There are, actually, several "pop-culture icons" in the film, such as the invisible sunglasses, Hooters, the loop-swoop-and-pull, and Scuba Steve of course. Okay, they may not be as culturally significant as a giant boulder chasing Indiana Jones or the Death Star, but they are memorable items of Adam Sandler's repertoire of movies. What we have here is somewhat of a classic of entertainment, something I'm sure everyone who's heard of Adam Sandler remembers fondly. While the critics generally did not care for it, I don't know a single person who didn't enjoy it. Hence, we have an example of how wrong the critics can be.

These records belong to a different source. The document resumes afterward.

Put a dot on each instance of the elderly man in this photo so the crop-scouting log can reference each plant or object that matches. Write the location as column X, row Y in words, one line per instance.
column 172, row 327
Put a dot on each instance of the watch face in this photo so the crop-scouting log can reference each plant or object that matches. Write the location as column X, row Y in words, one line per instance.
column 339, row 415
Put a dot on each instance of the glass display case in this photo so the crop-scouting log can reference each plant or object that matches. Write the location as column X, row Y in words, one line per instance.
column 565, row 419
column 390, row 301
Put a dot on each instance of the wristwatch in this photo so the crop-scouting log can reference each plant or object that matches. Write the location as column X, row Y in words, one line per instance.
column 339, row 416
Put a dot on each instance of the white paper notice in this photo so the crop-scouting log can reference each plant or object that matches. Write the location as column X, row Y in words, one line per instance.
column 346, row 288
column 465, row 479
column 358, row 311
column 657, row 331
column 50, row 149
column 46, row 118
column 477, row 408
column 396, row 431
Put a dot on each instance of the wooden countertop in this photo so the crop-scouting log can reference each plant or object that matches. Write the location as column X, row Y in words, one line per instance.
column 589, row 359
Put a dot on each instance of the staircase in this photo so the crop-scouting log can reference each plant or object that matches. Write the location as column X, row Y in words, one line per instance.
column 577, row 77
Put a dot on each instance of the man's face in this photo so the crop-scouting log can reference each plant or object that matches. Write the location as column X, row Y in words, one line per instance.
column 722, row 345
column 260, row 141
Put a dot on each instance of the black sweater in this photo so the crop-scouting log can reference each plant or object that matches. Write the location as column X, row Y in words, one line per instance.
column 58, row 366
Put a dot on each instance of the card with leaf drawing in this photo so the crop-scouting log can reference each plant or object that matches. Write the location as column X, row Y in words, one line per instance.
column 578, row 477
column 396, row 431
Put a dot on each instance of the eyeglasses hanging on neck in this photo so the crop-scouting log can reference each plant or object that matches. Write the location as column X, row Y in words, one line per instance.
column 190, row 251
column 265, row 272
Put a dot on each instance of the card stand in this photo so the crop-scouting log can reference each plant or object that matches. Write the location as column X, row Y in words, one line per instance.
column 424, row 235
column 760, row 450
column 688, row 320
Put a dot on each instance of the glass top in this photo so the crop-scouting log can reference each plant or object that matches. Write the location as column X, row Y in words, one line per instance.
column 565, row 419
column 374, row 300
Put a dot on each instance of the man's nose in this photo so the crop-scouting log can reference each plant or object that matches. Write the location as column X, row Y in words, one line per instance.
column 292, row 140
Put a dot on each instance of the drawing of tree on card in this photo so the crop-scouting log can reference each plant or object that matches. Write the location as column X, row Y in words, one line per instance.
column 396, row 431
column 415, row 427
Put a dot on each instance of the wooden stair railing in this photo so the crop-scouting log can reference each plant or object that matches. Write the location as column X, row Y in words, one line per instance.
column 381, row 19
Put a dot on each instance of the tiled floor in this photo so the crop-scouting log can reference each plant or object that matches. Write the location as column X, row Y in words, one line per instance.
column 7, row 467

Watching it today, as the older, intellectual individual that I am, I still enjoy it just as much. Adam Sandler's supposedly awful acting go unnoticed by me, as well as all other questionable elements in the film. When I watch the movie, I'm transported to my old apartment, as that adorable five-year-old who cries whenever she leaves her daddy. (Not much has changed I guess.) Maybe that's why I enjoy it so much, since it reminds me of my childhood, because apparently a nice flashback is universally appreciated. You might have thought this post was rather short, but admit it, not having much to read is refreshing on the weekend. Salutations, and good day.